LOVEJOY, C.O.; RENO, P.L.*; MCCOLLUM, M.A.; HAMRICK, M.W.; MEINDL, R.S.; COHN, M.J.: The Evolution of Primate Hands: Growth scaling registers with posterior HOXD expression

The hands of great apes and humans are very similar morphologically but differ systematically in digital proportions. This implies a modular basis of size. Since Abdominal-B-related Hox genes have been shown to act as growth regulators in the autopod, we explored the size relationships among elements which share their expression. Our measurements, taken from a balanced sample composed of all 5 hominoid genera (N=120), include the lengths of the proximal and distal radius (defined by the nutrient foramen), all 5 metacarpals, and the proximal 2 phalanges of each ray.
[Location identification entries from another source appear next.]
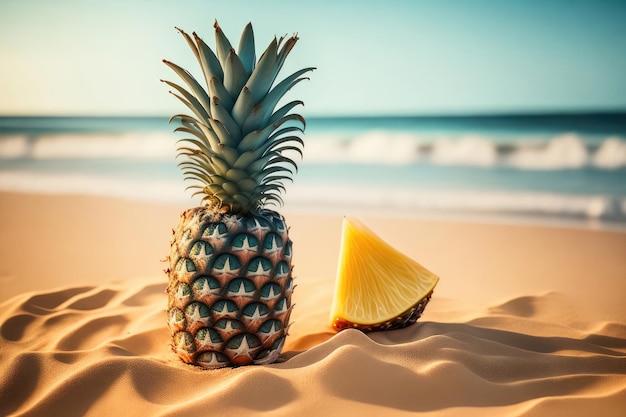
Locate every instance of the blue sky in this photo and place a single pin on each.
(395, 57)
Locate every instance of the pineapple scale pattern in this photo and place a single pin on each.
(230, 286)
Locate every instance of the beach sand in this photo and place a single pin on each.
(526, 321)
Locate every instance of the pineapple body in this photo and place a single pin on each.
(230, 287)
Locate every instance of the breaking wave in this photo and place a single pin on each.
(565, 151)
(558, 152)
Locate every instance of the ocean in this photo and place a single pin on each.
(550, 168)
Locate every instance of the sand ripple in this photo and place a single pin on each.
(104, 351)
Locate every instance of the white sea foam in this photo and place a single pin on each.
(13, 146)
(567, 151)
(488, 201)
(611, 154)
(562, 152)
(467, 150)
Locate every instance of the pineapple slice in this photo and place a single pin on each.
(377, 287)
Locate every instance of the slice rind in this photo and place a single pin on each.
(377, 287)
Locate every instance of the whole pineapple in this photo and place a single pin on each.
(230, 273)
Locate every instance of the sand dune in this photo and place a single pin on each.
(527, 321)
(100, 350)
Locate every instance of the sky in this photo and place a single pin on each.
(94, 57)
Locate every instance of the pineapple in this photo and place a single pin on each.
(230, 274)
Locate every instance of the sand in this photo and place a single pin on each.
(526, 321)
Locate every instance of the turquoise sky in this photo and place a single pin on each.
(373, 57)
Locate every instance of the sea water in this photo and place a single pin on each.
(534, 167)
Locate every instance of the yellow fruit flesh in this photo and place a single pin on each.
(375, 282)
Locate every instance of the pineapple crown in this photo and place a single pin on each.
(236, 152)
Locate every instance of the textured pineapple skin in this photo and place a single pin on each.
(229, 287)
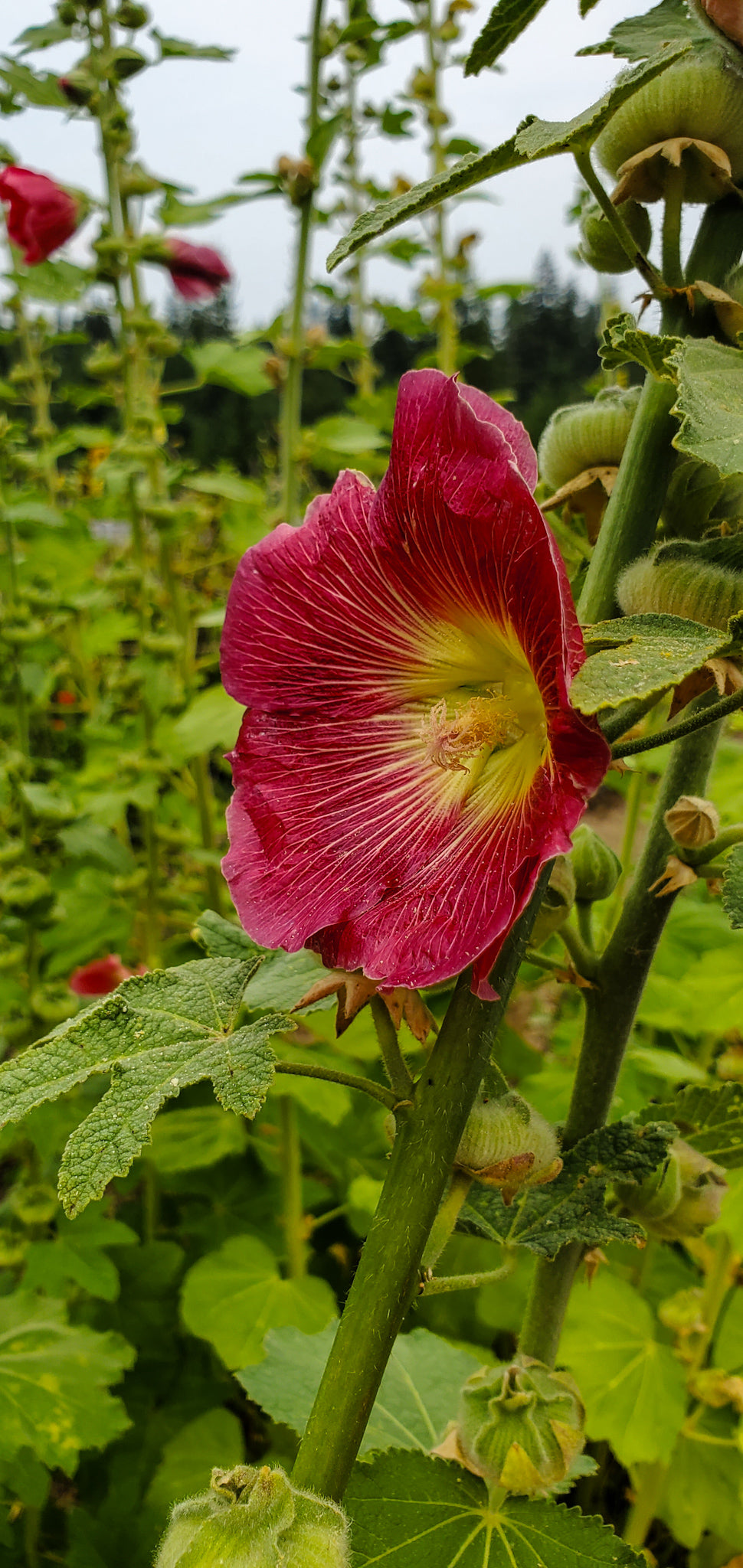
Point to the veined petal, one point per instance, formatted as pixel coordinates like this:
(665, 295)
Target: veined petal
(410, 758)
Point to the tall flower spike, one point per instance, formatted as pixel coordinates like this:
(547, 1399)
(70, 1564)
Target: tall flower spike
(410, 758)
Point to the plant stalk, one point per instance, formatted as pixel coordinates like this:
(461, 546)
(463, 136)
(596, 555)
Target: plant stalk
(389, 1270)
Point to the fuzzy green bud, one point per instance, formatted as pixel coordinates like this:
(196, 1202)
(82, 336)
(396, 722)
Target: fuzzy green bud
(254, 1518)
(507, 1144)
(681, 1198)
(699, 580)
(587, 436)
(521, 1426)
(698, 98)
(596, 867)
(601, 247)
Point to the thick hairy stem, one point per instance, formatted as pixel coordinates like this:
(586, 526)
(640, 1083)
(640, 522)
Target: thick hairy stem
(388, 1277)
(292, 393)
(610, 1014)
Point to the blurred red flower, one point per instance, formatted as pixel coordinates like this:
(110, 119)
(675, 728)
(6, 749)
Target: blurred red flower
(100, 975)
(196, 270)
(43, 215)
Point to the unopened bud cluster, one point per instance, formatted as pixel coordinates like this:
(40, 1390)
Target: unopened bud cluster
(254, 1518)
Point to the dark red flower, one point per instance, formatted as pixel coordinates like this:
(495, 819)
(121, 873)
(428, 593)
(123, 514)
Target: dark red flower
(410, 756)
(43, 215)
(99, 977)
(196, 270)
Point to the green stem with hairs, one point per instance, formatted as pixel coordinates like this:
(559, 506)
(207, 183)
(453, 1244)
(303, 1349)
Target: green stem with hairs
(610, 1014)
(292, 390)
(389, 1270)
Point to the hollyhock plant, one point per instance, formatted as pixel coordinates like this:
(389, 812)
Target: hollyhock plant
(100, 975)
(43, 215)
(198, 272)
(410, 758)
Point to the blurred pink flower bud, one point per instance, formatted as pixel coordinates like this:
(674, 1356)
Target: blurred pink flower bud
(43, 215)
(99, 977)
(196, 270)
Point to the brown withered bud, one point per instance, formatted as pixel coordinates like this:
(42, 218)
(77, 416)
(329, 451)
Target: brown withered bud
(693, 822)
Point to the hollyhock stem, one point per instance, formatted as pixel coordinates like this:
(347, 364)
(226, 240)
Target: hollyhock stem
(610, 1014)
(446, 317)
(292, 393)
(292, 1189)
(389, 1270)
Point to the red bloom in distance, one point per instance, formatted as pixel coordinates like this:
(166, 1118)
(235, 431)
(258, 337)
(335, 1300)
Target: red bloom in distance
(99, 977)
(196, 270)
(410, 758)
(41, 217)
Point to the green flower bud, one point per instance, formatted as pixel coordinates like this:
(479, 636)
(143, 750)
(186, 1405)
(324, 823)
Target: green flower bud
(699, 98)
(699, 580)
(507, 1144)
(681, 1198)
(557, 902)
(521, 1426)
(587, 436)
(599, 245)
(254, 1518)
(594, 866)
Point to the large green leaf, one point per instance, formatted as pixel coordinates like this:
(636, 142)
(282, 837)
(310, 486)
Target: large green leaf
(232, 1297)
(239, 368)
(536, 140)
(572, 1207)
(410, 1511)
(54, 1382)
(505, 24)
(157, 1034)
(417, 1397)
(711, 403)
(709, 1119)
(640, 37)
(632, 1387)
(640, 656)
(732, 888)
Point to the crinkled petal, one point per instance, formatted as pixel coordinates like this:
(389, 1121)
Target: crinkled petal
(345, 835)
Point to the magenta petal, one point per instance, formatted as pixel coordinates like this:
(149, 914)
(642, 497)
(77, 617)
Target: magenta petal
(345, 833)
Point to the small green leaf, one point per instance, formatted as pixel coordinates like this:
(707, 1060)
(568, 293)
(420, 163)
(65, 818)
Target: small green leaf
(709, 1119)
(632, 1387)
(640, 37)
(623, 342)
(711, 403)
(182, 49)
(572, 1207)
(232, 1297)
(417, 1397)
(54, 1382)
(154, 1035)
(732, 888)
(231, 366)
(410, 1511)
(505, 24)
(640, 656)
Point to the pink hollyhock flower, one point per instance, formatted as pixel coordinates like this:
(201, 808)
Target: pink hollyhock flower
(43, 215)
(100, 975)
(410, 758)
(196, 270)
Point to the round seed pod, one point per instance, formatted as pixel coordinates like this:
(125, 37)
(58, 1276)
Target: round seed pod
(696, 580)
(521, 1426)
(599, 245)
(699, 98)
(587, 435)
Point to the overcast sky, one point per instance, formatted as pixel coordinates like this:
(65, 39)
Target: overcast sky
(205, 124)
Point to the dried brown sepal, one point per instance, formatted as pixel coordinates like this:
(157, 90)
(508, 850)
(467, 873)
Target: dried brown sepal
(645, 176)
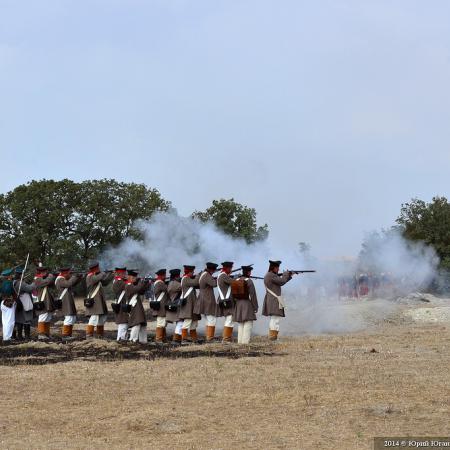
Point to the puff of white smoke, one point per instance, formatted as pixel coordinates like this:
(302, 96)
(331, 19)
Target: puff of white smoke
(313, 306)
(412, 265)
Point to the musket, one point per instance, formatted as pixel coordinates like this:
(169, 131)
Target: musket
(233, 271)
(299, 271)
(21, 277)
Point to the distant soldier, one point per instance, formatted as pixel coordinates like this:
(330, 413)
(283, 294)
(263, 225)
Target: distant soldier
(120, 306)
(273, 301)
(44, 282)
(134, 289)
(189, 283)
(95, 302)
(8, 304)
(24, 310)
(161, 297)
(225, 301)
(172, 310)
(64, 284)
(206, 303)
(246, 307)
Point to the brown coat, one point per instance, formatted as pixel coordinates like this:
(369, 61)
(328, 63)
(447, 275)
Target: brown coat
(137, 314)
(23, 316)
(43, 294)
(174, 291)
(160, 289)
(246, 309)
(92, 281)
(118, 287)
(68, 301)
(206, 302)
(187, 311)
(224, 284)
(274, 282)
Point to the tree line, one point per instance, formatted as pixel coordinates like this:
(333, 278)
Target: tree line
(61, 222)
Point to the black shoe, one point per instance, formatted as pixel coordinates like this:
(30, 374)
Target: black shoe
(27, 329)
(19, 334)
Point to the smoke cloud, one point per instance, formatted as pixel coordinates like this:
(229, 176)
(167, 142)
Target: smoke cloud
(314, 305)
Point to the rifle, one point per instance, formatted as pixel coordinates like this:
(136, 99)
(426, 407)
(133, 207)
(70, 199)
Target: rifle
(233, 271)
(297, 272)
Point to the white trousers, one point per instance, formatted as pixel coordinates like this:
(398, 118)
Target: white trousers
(274, 323)
(139, 333)
(211, 320)
(98, 319)
(46, 317)
(122, 330)
(178, 327)
(70, 320)
(228, 321)
(245, 332)
(189, 324)
(8, 320)
(161, 322)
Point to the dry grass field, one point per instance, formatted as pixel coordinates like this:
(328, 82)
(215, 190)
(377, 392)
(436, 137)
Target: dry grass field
(333, 392)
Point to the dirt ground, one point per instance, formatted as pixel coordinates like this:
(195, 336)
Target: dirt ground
(309, 392)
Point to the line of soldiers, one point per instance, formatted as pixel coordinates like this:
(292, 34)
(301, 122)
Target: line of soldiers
(174, 300)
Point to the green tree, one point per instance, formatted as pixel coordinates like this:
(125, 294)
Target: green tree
(430, 223)
(234, 219)
(63, 221)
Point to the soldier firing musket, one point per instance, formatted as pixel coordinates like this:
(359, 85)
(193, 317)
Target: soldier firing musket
(274, 304)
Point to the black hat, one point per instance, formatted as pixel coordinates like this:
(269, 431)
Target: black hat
(275, 263)
(93, 265)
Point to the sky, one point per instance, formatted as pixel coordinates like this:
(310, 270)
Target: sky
(325, 116)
Geometric means of joint dimensions were used for size adjustment. An ontogenetic series was also collected for Homo, Pan and Gorilla. We also monitored the expression of posterior HOXD genes in developing murine autopods using whole-mount in situ hybridization of riboprobes. In situ hybridization demonstrates that the growth plates of the distal radius and posterior 4 digits collocate with Hoxd11 expression. ANCOVA shows a strong relationship between the posterior rays and distal radial length, but none with its proximal segment. These data suggest that hominoid digit and distal forearm proportions are modulated by responses of growth promoting targets downstream of posterior HOXD genes. Similar, relatively simple, changes in gene expression can wholly explicate the probable pattern of evolution in the early hominid hand and forearm skeleton, including the emergence of unusually short posterior digits and forearms in the time period between Australopithecus garhi and Homo habilis/erectus. Such changes are likely to be related to developments in lithic technology and to be completely unrelated to locomotion.